Vivemos diariamente rodeados de notícias que, consciente ou inconscientemente, reforçam essa divisão. Um acidente numa cidade da Europa ou da América, ou a morte de um soldado desses países, pode ocupar grande parte de um noticiário. Entretanto, milhares de vítimas em África, no Médio Oriente ou na Ásia são frequentemente resumidas a alguns segundos de emissão ou a simples estatísticas.
No entanto, por detrás de cada número existe um rosto, uma família, uma história interrompida, sonhos que jamais se concretizarão. O sofrimento não conhece nacionalidades. A dor de uma mãe que perde um filho é a mesma em qualquer continente. As lágrimas não têm passaporte.
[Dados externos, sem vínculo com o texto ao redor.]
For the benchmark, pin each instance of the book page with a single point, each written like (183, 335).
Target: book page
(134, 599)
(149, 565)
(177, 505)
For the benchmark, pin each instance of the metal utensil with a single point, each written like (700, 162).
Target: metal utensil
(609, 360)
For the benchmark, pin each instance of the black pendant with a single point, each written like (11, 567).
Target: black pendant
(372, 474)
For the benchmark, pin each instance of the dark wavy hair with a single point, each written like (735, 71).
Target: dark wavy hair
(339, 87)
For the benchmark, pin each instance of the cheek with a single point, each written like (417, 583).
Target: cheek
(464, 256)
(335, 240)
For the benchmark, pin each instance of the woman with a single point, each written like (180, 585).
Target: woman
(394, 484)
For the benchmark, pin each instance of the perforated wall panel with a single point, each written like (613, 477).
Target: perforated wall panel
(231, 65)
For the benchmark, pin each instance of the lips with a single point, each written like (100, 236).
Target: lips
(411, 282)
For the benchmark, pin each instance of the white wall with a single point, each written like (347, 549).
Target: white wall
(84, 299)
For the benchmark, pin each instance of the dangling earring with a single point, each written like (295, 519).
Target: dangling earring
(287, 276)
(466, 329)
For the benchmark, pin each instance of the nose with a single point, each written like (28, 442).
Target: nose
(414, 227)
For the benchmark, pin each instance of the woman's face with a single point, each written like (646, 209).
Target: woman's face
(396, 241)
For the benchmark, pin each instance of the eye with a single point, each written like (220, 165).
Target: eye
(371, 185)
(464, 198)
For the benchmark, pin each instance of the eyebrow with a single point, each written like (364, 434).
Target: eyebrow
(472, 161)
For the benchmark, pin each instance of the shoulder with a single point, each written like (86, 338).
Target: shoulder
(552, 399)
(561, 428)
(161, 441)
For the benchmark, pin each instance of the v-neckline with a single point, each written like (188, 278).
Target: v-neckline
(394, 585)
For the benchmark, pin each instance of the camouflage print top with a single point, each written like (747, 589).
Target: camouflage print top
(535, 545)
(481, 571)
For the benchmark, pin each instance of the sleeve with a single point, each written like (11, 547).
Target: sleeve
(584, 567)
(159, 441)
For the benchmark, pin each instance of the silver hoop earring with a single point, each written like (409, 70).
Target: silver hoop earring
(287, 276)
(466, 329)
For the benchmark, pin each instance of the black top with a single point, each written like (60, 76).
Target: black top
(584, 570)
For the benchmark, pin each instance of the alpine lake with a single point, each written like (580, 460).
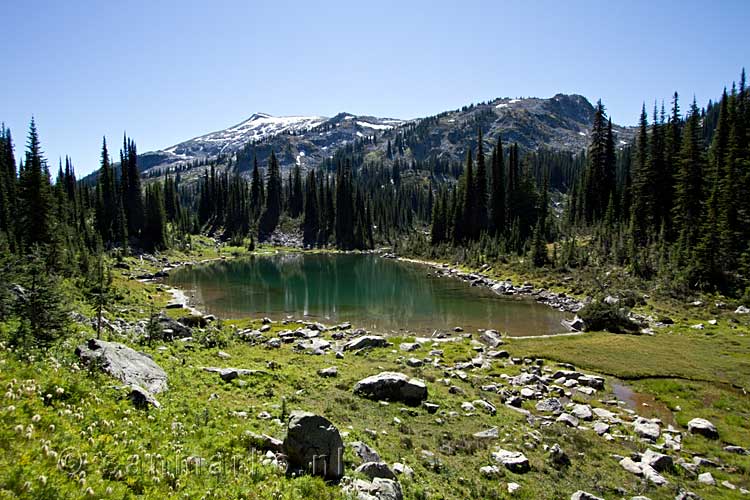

Perante Cristo, nenhuma vida vale mais do que outra. A alma humana não possui nacionalidade, cor da pele ou estatuto social. Essas são características da personalidade transitória; a essência espiritual é comum a todos. Quando esquecemos esta verdade, começamos a desumanizar aqueles que não pertencem ao nosso grupo, e esse é um dos primeiros passos para a intolerância, o racismo e a violência.
Mesmo em tempo de guerra, quando as circunstâncias parecem obrigar-nos a escolher um lado, devemos esforçar-nos por não perder a compaixão. Podemos compreender razões políticas ou históricas, mas isso não deve endurecer o coração. Do outro lado também existem homens e mulheres separados das suas famílias, crianças privadas dos seus pais, jovens com sonhos interrompidos por decisões que nunca lhes pertenceram. E aqueles que se deixam dominar pelo ódio, pelo fanatismo ou pela crueldade existem, infelizmente, em todos os povos.
O verdadeiro trabalho espiritual consiste precisamente em contrariar esta tendência tão humana para dividir o mundo entre "nós" e "eles". A Fraternidade Universal não significa ignorar as diferenças culturais ou negar as identidades de cada povo. Significa reconhecermos que essas diferenças são secundárias perante aquilo que verdadeiramente somos: membros da mesma família humana e filhos do mesmo Deus.
Este ideal pode parecer distante. Basta observarmos o estado do mundo para sentirmos algum desânimo. Mas todas as grandes transformações começaram na consciência de algumas pessoas que decidiram viver de forma diferente. A Fraternidade Universal não nascerá de decretos, nem de tratados internacionais; nascerá da transformação interior de cada ser humano.
Talvez nunca consigamos mudar o mundo inteiro. Mas podemos mudar a forma como olhamos para os outros. Podemos recusar alimentar o preconceito, evitar julgamentos precipitados e lembrar-nos, sempre que vemos o sofrimento de alguém, que aquela pessoa poderia ser um irmão, um filho ou um amigo nosso. Na verdade, do ponto de vista espiritual, já o é.
Se cada um de nós der esse pequeno passo, por mais modesto que pareça, estará a aproximar a humanidade do ideal Rosacruz. E, embora hoje esse ideal ainda pareça distante, chegará o dia em que a Fraternidade Universal deixará de ser apenas uma aspiração para se tornar uma realidade vivida.